Watching a program on high definition television will be "almost as though you're going to a movie," Lim said.

Although most television watchers probably do not find very much lacking in the current NTSC sets, after seeing an HDTV demonstration, viewers will certainly appreciate the higher quality, Lim said. "Once you see it, you notice it. It's like the car -- before there were cars, it didn't bother you that you didn't have one, but once you have a car, it changes everything," he explained.

Regular color television film can be converted into high-definition film with current technology, so "HDTV won't suffer from a lack of programming," Lim said. Broadcast networks will have to purchase new equipment, and so far they have been reluctant to do so. But Lim predicts they will come around soon: "If they don't do it, someone else will. Then they will, too, because they don't want to be left behind."

Digital vs. analog

The high-definition television standard developed at MIT is different from Japanese HDTV systems in one important respect -- the Japanese system is based on analog technology, while MIT's is digital. By incorporating digital technology, the U.S. has regained the lead in this futuristic television field.

"This is part of a trend," Lim said. "Everything is going digital. Computers are digital. Clocks are digital. Television is just around the corner. Digital telephone services are coming up."

"A digital system erases the noise, in a sense," because digital signals are only zero or one, without a range of values in between, Lim explained. By contrast, an analog signal can be interpreted as having a fractional value. Because this value can range continuously between zero and one, much more noise appears in the picture.

"A digital system gives you either a perfect picture or none at all," Lim explained. "People have designed digital systems so that most of the time they get it right, and even when they don't, they have a nice way of concealing it."

The real advantage of a digital high-definition television system is that it can be integrated with other technologies, like personal computers. This is tougher to do with analog HDTV, Lim said. For this reason, the Japanese analog HDTV entry is generally considered out of the running for adoption as the U.S. standard.

Only American sponsors

In addition to Lim, the Advanced Television Research Program consists of 10 to 15 graduate students and two or three research affiliates. In addition to HDTV, their research has other digital signal, speech, and image processing applications.

The research group has received about $2.5 million in funding over the past three years, all from American sponsors like ABC, PBS, Eastman Kodak, and Motorola.
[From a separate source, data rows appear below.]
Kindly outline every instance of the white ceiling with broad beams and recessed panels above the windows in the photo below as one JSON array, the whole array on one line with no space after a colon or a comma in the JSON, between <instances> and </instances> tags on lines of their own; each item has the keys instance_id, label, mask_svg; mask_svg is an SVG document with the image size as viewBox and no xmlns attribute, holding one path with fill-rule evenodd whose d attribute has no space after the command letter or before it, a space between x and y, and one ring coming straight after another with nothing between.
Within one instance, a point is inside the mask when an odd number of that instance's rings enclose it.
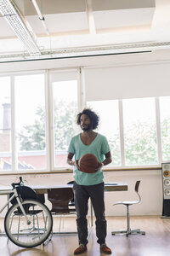
<instances>
[{"instance_id":1,"label":"white ceiling with broad beams and recessed panels above the windows","mask_svg":"<svg viewBox=\"0 0 170 256\"><path fill-rule=\"evenodd\" d=\"M16 14L4 15L4 2L12 3L33 51L9 25ZM170 48L169 14L170 0L0 0L0 61Z\"/></svg>"}]
</instances>

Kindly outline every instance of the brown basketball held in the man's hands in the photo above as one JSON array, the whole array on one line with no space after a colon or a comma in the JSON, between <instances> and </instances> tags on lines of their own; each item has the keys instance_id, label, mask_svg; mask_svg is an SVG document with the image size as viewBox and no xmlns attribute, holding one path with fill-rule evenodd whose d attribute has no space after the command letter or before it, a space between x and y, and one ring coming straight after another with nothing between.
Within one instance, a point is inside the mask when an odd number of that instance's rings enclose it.
<instances>
[{"instance_id":1,"label":"brown basketball held in the man's hands","mask_svg":"<svg viewBox=\"0 0 170 256\"><path fill-rule=\"evenodd\" d=\"M97 172L96 169L99 167L99 161L94 154L83 154L78 161L80 170L82 172L94 173Z\"/></svg>"}]
</instances>

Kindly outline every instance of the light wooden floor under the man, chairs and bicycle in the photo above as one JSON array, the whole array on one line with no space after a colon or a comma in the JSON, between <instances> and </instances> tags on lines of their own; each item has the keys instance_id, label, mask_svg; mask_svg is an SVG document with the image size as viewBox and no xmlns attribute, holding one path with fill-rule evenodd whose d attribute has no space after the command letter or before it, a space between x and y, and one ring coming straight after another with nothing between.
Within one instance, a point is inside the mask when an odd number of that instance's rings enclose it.
<instances>
[{"instance_id":1,"label":"light wooden floor under the man, chairs and bicycle","mask_svg":"<svg viewBox=\"0 0 170 256\"><path fill-rule=\"evenodd\" d=\"M131 217L131 229L140 228L145 236L111 236L112 230L126 228L126 218L107 218L108 236L106 242L115 256L169 256L170 255L170 218L160 216ZM2 225L1 225L2 226ZM55 224L56 228L56 224ZM65 218L61 230L76 230L75 218ZM92 228L88 240L88 252L82 256L103 255L99 253L96 242L95 227ZM0 255L2 256L71 256L77 247L77 235L53 236L45 247L26 249L15 246L6 237L0 237Z\"/></svg>"}]
</instances>

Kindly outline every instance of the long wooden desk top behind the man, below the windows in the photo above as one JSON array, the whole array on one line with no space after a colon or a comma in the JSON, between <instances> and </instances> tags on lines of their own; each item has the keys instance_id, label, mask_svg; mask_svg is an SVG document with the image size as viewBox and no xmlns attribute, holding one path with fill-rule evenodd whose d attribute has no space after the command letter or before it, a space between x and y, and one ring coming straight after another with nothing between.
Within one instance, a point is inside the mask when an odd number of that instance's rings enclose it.
<instances>
[{"instance_id":1,"label":"long wooden desk top behind the man, below the windows","mask_svg":"<svg viewBox=\"0 0 170 256\"><path fill-rule=\"evenodd\" d=\"M47 194L48 189L58 188L72 188L72 184L57 184L57 185L28 185L34 189L37 194ZM0 195L8 195L11 190L11 186L0 186ZM3 191L2 191L3 190ZM127 191L127 183L105 183L105 191Z\"/></svg>"}]
</instances>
With the growing "Buy American" sentiment, this may boost MIT's chances for selection as the U.S. standard. "I don't think this will hurt us," Lim said. "If everything else is equal, I think (the FCC) should adopt an American system, because every other country does it that way," he added.

If the MIT-GI model is selected, "It will bring us prestige," Lim said. "MIT can also collect royalties based on the patents it holds." Even if the MIT-GI system is not chosen, the FCC "may use some of our technology, so we may still be able to collect some money," he continued.

But Lim was quick to add that he's not in it for the money. "We're in it because we like to contribute technology to the community," he explained. "If, as a byproduct, we collect some money to lower students' tuition, then that's fine too."